“Willfully and maliciously”

By Michelle Chen May 18, 2009

What happened to Javaid Iqbal in some of the most shadowy corners of post-9/11 American law enforcement was not the responsibility of top White House officials, according to the Supreme Court. The case, Iqbal v. Ashcroft, involved the question of whether former Attorney General John D. Ashcroft and current FBI Director Robert Mueller should be held accountable for Iqbal’s treatment in the post-9/11 federal crackdown that terrified Arab and Muslim communities nationwide. The decision focuses not on direct abuses perpetrated by lower-level officers, but whether Mueller and Ashcroft could be liable for the conditions Iqbal endured while detained in New York City The lawsuit argued that Ashcroft and Mueller “knew of, condoned, and willfully and maliciously agreed to subject [Iqbal] to these conditions of confinement as a matter of policy, solely on account of [his] religion, race, and/or national origin and for no legitimate penological interest." Justice Souter’s dissenting opinion summarizes Iqbal’s claims, which reflect the many complaints documented by civil liberties activists:

…on the day he was transferred to the special unit, prison guards, without provocation, “picked him up and threw him against the wall, kicked him in the stomach, punched him in the face, and dragged him across the room.”… He says that after being attacked a second time he sought medical attention but was denied care for two weeks.… According to Iqbal’s complaint, prison staff in the special unit subjected him to unjustified strip and body cavity searches,… verbally berated him as a “‘terrorist’” and “‘Muslim killer,’” … refused to give him adequate food,… and intentionally turned on air conditioning during the winter and heating during the summer,… He claims that prison staff interfered with his attempts to pray and engage in religious study… and with his access to counsel.”

The accountability issue turns on how high up the chain of command the responsibility lies for such brutality—a question tied not only to the post-9/11 criminalization of Muslim and Arab Americans, but also the violence and degradation that has colored the entire War on Terror, from Guantanamo to Abu Ghraib.

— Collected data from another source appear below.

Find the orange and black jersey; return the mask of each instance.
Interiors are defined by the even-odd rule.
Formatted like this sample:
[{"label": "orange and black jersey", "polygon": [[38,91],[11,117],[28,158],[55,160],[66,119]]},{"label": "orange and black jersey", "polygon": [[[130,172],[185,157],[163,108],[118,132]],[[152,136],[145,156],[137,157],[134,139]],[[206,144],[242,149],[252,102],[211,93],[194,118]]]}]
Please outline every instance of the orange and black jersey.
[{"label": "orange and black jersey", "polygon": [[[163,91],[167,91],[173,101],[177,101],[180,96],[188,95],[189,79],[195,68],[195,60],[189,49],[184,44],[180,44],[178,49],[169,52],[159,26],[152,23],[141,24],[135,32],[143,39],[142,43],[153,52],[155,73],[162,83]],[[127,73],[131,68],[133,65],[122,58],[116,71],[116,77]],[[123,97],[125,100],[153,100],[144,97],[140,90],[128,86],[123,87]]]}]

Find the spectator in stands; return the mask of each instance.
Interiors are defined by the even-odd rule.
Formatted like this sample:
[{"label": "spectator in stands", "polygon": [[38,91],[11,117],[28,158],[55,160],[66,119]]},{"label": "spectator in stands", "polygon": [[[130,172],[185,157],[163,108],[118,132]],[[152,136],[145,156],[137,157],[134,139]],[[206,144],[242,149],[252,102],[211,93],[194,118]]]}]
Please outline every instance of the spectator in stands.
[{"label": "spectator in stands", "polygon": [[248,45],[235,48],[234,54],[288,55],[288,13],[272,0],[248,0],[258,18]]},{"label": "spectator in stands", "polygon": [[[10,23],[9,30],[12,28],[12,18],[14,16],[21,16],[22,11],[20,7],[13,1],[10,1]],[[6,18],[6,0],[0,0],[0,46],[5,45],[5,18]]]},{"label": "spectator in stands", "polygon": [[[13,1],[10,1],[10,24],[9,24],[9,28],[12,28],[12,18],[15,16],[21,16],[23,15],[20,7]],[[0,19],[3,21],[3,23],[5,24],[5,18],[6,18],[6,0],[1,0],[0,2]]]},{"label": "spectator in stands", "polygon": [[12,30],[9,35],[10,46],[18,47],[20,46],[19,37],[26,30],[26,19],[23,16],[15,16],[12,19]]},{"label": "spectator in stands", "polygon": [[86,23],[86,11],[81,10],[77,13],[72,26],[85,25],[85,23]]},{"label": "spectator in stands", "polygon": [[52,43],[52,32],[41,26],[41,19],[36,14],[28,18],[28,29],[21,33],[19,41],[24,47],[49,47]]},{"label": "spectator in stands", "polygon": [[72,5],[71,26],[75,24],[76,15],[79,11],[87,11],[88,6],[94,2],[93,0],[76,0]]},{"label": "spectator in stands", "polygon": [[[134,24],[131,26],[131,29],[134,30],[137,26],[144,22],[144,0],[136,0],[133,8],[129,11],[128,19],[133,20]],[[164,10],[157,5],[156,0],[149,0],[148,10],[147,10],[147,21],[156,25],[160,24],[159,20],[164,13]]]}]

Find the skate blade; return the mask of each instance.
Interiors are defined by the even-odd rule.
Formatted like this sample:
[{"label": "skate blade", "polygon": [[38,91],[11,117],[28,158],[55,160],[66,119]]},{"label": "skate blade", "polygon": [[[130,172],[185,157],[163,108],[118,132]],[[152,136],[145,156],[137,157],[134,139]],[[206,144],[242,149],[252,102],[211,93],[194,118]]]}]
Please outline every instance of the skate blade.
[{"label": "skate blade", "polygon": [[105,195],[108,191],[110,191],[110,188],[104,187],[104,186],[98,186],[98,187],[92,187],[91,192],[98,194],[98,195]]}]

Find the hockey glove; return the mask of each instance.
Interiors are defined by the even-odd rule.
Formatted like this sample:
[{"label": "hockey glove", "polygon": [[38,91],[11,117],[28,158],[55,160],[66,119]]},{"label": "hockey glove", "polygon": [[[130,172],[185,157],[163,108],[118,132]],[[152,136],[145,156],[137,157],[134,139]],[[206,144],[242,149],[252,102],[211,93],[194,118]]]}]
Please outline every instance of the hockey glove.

In Iqbal’s case, the majority of the court found that he did not “plead sufficient facts to state a claim for purposeful and unlawful discrimination.” On the legitimacy of the arrest and detention policies, the court wrote, “Given that the September 11 attacks were perpetrated by Arab Muslims, it is not surprising that a legitimate policy directing law enforcement to arrest and detain individuals because of their suspected link to the attacks would produce a disparate, incidental impact on Arab Muslims, even though the policy’s purpose was to target neither Arabs nor Muslims.” As the White House comes under pressure to prosecute Bush administration officials for torture and abuse, Lyle Denniston at SCOTUS Blog questions whether the court’s decision could amount to “a pass for high officials”:

Because the Iqbal case involved an FBI “sweep” carried out within the U.S. against individuals living here legally, it says nothing directly about what an alien detainee claiming torture or abuse at some U.S. detention site overseas — including Guantanamo — would have to say in a lawsuit against high officials to keep the case from being dismissed. It seems doubtful, though, that the Court would relax the evidence-pleading standard it has adopted for a domestic case for use in an overseas-based case. It no doubt will fall first to the lower courts to spell out when, if ever, a high official has such a deep involvement in torture or abuse will face legally accountability for the actions.

For Iqbal, the pleas of maltreatment seem even more moot now; like many of those rounded up in the government’s counterterrorism sweeps, he was slapped with immigration violation charges. He has since been deported back to Pakistan. But as the current administration grapples with the aftermath of its predecessor’s aggression, the quest for accountability is not so much about compensating individuals, as it is about restoring a law enforcement system poisoned by impunity.